I loved our mailbox. I loved it so much that the first time I learned to ride a bike, I would make sure to give it a hug every time I ventured past our driveway. Not only did I love that mailbox, and my ninja turtles bike helmet that made me look part amphibious, part superhero, I loved how it felt to be rid of training wheels and coastin’ on two’s. Biking and running have always been the two things that I go to to decompress, and today, I had one of the best rides.
REI features Loire Valley cycling in its adventures section, with good reason. Today I biked the 10km from Joué-les-Tours to Villandry, and I had to restrain myself at every turn to not reach for my camera. “Save it for the castle,” I told myself, but there were some shots that had to be taken. I passed an older couple from Amsterdam who were kind enough to take my picture atop a jolie (beautiful) hay bale. It reminded me too much of the Montana that I grew to love. French country homes lined the path that transported me to depictions of WWI and II that I have only seen in movies. There were also a number of people in tents lining Le Cher’s banks, fishing, cooking breakfast, sitting and watching the river flow. A “bonjour” here, a “salut” there. It was that kind of ride–accommodating.
I arrived in Savonnière and paid a visit to the caves at the suggestion of my host mom, Sandrine. They are known as the Petrifying Caves if you translate it to English, so called because of the petrification process that takes place there. How the process works is this:
Parents send unwanted children forth into the caverns wearing either sunglasses, holding mirrors, or sporting cameras if they can ensure that their child’s eye will not leave the viewing window; they don’t want any deaths on their hands. Once there, the tour guide commands the basilisk in parseltongue… Objects are placed beneath the small streams within the caverns. Over time, 6 months to a year for objects, and 2-3 years for rubber molds, 3-4cm thick calcite deposits collect on the items, transforming them into the objects below.

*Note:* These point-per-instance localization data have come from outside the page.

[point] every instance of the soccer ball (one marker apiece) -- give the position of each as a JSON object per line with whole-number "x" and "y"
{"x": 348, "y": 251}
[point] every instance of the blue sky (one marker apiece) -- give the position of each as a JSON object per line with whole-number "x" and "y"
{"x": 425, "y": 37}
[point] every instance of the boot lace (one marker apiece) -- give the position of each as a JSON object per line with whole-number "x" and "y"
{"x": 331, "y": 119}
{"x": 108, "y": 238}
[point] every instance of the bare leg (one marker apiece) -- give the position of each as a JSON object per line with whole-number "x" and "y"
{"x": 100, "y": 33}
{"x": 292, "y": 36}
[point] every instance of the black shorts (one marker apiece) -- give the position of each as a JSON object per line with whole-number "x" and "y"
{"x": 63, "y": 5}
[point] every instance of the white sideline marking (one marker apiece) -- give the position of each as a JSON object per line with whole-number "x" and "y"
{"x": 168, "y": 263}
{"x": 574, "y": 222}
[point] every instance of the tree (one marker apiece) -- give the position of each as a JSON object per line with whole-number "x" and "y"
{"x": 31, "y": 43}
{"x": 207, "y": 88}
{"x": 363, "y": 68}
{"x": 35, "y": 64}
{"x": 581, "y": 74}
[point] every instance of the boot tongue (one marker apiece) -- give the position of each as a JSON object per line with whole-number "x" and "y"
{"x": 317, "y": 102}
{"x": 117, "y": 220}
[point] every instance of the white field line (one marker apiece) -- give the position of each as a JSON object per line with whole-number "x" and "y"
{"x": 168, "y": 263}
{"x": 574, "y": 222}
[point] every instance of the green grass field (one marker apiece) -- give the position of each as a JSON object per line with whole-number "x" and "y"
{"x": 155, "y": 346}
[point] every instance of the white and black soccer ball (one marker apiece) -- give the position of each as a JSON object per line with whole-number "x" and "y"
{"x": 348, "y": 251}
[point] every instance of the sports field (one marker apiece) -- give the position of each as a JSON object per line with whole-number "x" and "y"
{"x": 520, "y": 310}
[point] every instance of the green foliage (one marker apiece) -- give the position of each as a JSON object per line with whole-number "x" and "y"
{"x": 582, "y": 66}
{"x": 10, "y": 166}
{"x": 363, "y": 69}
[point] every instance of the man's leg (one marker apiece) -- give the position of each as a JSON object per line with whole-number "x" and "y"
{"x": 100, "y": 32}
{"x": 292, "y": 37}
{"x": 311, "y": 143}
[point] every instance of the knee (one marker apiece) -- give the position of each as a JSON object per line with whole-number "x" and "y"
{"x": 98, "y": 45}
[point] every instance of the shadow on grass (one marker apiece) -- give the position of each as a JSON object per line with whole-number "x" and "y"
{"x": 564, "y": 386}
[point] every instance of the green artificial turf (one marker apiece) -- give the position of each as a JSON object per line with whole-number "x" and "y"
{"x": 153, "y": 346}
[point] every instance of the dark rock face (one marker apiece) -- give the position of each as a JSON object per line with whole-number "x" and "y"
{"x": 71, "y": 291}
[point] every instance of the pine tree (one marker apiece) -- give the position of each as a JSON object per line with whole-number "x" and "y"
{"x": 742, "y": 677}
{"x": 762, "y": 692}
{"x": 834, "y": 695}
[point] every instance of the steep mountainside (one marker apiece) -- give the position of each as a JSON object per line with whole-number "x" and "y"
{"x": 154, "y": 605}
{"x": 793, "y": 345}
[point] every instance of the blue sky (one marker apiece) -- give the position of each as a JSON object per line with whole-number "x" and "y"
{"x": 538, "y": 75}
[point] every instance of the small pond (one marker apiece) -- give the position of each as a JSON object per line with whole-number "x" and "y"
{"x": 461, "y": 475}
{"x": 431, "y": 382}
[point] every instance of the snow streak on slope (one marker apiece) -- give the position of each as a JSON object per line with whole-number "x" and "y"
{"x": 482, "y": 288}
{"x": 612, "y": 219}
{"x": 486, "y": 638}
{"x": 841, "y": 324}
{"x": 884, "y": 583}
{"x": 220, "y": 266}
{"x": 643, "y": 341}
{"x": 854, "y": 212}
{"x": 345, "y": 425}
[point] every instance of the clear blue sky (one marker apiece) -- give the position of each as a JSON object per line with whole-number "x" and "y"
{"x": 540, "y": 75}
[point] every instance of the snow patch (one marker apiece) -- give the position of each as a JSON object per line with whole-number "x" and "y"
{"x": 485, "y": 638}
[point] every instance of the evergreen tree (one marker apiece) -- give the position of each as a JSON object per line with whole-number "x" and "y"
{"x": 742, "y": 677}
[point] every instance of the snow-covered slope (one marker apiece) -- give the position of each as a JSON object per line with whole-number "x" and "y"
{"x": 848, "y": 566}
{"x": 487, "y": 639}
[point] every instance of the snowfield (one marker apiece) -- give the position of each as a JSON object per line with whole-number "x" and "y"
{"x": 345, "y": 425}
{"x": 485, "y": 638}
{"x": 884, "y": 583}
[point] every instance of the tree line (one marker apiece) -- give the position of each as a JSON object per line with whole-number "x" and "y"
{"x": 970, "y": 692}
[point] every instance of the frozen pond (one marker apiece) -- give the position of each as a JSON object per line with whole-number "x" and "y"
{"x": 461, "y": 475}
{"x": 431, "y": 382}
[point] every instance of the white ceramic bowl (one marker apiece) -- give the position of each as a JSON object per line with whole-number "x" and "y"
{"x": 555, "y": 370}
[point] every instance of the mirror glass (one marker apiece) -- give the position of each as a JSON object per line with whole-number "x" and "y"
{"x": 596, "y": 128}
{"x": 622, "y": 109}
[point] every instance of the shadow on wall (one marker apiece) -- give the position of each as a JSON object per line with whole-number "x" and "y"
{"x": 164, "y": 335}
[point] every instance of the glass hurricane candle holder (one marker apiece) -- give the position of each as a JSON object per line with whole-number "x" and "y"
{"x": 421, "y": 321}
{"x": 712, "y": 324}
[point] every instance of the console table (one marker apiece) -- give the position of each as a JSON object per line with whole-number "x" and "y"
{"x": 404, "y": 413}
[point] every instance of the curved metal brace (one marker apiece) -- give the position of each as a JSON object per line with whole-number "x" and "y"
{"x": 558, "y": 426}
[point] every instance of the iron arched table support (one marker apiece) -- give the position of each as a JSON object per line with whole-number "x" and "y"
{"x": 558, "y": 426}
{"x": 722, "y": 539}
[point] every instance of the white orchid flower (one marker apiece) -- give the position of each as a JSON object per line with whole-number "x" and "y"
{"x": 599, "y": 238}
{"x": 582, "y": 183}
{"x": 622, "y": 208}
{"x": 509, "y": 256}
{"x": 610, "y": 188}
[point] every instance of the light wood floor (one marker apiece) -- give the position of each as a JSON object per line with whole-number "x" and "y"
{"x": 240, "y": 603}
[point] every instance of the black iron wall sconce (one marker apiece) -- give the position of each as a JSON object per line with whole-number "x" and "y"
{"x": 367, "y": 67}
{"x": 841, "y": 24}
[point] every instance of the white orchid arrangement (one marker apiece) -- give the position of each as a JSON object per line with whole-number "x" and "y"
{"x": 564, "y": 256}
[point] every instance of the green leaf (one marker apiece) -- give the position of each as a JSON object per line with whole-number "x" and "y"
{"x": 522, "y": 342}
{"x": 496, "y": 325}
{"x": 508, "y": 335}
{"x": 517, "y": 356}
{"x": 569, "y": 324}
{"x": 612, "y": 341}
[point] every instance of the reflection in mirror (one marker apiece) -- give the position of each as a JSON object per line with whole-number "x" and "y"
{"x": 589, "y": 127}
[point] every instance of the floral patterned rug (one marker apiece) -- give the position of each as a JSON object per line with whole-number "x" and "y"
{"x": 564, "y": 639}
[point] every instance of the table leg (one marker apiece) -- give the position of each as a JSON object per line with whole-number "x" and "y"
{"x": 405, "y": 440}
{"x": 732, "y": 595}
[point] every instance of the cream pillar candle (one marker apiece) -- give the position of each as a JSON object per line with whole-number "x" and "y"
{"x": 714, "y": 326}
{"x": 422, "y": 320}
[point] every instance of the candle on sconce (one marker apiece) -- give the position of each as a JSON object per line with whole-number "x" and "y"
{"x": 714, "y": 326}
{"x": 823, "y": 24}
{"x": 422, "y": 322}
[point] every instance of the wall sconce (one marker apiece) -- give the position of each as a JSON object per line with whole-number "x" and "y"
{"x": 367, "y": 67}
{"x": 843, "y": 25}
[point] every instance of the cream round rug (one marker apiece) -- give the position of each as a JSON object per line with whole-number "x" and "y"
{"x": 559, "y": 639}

Finally, there were two passages the tour guide informed us of–one that leads to Château Villandry 2km away, and another more impressive passage leading to a smaller castle 7km away constructed during WWII as a place to hide members of the French Resistance. That is at least what I heard, but then again, I catch maybe 70% of what people are saying.
Arriving in Villandry, a mere 2km farther along the trail, I stopped at a delicious boulangerie named La Pétrie. There I indulged in spinach quiche and coconut and pineapple crumble.